After Gongmin's death, her grandson ascended the throne as King U. In 1376, the boy's biological mother, a slave belonging to Sin Don called Banya, snuck into her residence to protest the fact that she was not acknowledged as the king's mother. Lady Hong drove the woman out, and later had her thrown into the Imjin River.

===Death===
Lady Hong lived for another 40 years after her husband's death, dying on 12 February 1380 (6th year reign of King U's reign) at 81 years old. She then received her posthumous name and was buried in the Yeongneung Mausoleum. Until 1391, her ancestral rites were held alongside those of King Chungjeong's biological mother, Lady Yun.

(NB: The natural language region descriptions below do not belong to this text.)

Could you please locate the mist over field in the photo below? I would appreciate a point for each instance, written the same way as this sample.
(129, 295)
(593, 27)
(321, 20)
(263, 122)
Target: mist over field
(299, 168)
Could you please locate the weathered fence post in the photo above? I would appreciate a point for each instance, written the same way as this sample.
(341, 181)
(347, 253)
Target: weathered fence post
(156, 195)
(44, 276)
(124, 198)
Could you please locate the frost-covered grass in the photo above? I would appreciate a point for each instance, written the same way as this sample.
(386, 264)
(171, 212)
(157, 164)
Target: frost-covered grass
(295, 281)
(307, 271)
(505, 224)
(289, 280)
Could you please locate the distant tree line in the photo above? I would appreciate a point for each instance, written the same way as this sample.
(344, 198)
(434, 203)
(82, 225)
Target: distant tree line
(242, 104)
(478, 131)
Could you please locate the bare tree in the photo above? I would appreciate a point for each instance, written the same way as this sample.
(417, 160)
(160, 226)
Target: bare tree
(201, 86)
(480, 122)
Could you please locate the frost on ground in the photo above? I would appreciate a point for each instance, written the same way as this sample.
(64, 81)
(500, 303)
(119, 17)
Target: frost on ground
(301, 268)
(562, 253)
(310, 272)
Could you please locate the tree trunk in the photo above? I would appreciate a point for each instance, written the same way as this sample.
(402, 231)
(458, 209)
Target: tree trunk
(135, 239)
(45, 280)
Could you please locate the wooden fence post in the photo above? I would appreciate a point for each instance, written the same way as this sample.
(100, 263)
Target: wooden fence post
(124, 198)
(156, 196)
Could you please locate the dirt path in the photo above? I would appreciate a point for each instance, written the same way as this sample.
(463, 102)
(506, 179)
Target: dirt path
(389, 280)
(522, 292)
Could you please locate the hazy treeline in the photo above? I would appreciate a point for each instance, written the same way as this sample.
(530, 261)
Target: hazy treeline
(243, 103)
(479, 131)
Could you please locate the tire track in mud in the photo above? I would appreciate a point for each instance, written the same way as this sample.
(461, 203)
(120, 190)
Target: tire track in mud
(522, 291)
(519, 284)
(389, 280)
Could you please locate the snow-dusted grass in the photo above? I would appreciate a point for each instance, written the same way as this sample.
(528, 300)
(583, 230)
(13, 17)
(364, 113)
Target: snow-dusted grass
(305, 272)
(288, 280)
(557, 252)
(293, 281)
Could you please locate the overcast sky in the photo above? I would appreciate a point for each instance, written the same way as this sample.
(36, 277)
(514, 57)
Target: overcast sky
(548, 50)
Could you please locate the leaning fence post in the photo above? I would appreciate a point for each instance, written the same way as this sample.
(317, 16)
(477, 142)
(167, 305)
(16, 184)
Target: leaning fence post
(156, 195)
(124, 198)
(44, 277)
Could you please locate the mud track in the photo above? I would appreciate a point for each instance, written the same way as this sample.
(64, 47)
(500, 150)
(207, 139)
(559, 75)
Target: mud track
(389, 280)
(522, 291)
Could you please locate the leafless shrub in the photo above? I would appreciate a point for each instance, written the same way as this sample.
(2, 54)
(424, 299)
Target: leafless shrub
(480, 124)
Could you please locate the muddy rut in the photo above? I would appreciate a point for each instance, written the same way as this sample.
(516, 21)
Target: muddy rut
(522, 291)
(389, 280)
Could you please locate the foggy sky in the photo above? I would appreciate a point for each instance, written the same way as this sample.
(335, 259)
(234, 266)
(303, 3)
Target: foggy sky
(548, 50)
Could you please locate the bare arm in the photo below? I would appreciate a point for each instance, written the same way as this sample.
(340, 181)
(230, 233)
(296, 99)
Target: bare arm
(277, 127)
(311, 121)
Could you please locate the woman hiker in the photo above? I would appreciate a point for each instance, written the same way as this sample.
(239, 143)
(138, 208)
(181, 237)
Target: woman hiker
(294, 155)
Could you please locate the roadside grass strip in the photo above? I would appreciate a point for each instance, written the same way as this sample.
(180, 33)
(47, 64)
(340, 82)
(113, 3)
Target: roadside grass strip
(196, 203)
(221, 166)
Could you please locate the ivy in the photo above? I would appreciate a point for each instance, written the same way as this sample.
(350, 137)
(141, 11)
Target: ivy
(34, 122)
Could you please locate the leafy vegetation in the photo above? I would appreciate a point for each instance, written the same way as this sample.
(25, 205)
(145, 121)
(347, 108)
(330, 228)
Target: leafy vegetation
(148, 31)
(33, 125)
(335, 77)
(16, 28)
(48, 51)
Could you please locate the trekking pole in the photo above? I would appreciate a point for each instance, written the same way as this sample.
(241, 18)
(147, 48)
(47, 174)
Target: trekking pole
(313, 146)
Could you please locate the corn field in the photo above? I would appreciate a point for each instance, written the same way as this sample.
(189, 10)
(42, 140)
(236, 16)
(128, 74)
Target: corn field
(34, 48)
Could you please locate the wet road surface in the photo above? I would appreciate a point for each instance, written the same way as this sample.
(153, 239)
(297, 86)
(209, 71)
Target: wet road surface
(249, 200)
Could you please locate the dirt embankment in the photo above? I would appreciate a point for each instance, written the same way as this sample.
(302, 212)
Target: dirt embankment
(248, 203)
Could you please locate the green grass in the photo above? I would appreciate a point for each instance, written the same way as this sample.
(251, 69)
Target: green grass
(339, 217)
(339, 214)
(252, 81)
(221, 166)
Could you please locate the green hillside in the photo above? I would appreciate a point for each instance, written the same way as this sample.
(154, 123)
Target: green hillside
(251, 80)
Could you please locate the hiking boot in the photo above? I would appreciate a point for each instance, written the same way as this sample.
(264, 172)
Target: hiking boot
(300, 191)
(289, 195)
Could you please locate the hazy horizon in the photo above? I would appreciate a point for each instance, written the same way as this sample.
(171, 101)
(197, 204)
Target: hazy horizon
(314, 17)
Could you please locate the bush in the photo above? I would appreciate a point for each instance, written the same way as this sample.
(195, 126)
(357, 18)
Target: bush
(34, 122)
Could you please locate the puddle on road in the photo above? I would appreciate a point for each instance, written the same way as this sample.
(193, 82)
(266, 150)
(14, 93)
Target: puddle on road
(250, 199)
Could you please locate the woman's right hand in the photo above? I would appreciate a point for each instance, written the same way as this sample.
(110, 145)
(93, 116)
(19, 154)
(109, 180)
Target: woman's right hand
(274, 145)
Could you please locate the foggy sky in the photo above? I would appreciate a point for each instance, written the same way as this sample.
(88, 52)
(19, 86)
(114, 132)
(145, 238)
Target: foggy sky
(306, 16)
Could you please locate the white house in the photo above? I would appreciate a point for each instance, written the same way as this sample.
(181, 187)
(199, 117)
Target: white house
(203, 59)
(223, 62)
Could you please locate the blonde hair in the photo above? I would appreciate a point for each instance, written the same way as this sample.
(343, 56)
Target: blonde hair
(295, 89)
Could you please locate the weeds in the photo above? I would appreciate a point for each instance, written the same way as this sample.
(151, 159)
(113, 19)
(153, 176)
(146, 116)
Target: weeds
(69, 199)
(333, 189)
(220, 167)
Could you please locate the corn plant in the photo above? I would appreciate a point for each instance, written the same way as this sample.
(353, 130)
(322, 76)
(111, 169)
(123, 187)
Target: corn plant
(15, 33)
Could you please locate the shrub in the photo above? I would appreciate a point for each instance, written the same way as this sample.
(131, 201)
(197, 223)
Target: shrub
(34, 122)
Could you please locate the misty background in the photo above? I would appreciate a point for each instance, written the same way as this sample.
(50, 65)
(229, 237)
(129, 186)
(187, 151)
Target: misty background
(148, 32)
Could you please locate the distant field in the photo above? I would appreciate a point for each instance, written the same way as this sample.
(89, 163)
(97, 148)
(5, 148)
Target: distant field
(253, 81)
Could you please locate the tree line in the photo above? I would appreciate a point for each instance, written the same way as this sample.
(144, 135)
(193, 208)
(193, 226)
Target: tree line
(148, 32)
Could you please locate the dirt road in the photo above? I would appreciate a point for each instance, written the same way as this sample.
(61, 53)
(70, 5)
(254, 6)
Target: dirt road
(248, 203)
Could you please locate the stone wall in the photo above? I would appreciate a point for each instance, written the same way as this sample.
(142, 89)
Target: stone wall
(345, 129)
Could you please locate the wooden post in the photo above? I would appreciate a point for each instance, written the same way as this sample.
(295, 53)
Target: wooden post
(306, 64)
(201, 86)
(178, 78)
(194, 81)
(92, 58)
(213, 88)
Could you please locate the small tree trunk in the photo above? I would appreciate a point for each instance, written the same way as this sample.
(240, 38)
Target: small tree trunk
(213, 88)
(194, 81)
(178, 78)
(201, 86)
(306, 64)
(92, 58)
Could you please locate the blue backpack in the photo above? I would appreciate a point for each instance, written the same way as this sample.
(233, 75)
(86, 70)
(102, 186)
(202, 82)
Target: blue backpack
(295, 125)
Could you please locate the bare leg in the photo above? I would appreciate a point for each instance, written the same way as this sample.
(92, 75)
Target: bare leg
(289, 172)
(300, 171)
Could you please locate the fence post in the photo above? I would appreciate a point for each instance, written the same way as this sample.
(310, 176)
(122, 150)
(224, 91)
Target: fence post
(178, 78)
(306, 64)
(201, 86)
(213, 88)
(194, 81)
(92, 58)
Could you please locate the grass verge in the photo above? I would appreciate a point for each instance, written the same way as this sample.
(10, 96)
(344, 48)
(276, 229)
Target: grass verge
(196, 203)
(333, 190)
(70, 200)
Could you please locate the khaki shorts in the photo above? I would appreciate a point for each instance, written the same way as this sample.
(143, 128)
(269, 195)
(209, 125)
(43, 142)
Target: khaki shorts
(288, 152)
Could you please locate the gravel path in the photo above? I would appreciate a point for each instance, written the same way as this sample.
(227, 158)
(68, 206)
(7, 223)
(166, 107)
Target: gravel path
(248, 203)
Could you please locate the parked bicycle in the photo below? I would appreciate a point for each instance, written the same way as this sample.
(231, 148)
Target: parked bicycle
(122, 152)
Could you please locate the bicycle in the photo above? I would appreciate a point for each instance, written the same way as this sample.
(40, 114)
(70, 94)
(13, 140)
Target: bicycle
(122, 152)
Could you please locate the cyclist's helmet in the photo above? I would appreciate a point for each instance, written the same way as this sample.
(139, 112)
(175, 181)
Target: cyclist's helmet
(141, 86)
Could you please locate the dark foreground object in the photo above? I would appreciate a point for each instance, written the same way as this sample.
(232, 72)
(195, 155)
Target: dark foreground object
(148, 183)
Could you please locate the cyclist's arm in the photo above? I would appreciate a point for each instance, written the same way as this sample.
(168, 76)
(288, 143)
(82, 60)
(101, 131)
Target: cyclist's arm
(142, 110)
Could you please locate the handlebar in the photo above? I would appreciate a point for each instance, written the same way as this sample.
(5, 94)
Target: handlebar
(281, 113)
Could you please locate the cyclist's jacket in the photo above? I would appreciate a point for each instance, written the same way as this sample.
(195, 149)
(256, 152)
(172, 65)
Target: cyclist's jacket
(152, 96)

Shortly after her death, her relatives and supporters, such as Gyeong Bok-heung, were immediately purged.

==Family==
- Father
  - Hong Gyu (1242–1316)
- Mother
  - Biological: Lady Gim of the Gwangju Gim clan, Grand Madame of Gwangju County (1258–1339)
  - Stepmother: Lady Im of the Jincheon Im clan
- Sibling(s)
  - Older brother: Hong Yung
  - Older sister: Lady Hong
  - Older sister: Lady Hong
  - Older sister: Lady Sunhwa, Consort Hong of the Namyang Hong clan (? – 1306)
    - Brother-in-law: King Chungseon of Goryeo (1275–1325)
  - Older sister: Lady Hong
- Husband: Wang Man, King Chungsuk (31 July 1294 – 3 May 1339)
  - Father-in-law: Wang Jang, King Chungseon (20 October 1275 – 23 June 1325)
  - Mother-in-law: Yaksokjin, Consort Ui (? – 6 August 1316)
- Issue
  - Son: Wang Jeong, King Chunghye (22 February 1315 – 30 January 1344)
  - Son: Wang Gi/Jeon, King Gongmin (공민 왕기/전; 23 May 1330 – 27 October 1374)

==In popular culture==
- Portrayed by Uhm Yoo-shin in the 2005–2006 MBC TV series Sin Don.
- Portrayed by Kim Chung in the 2012–2013 SBS TV series The Great Seer.
- Portrayed by Lee Duk-hee in the 2014 KBS1 TV series Jeong Do-jeon.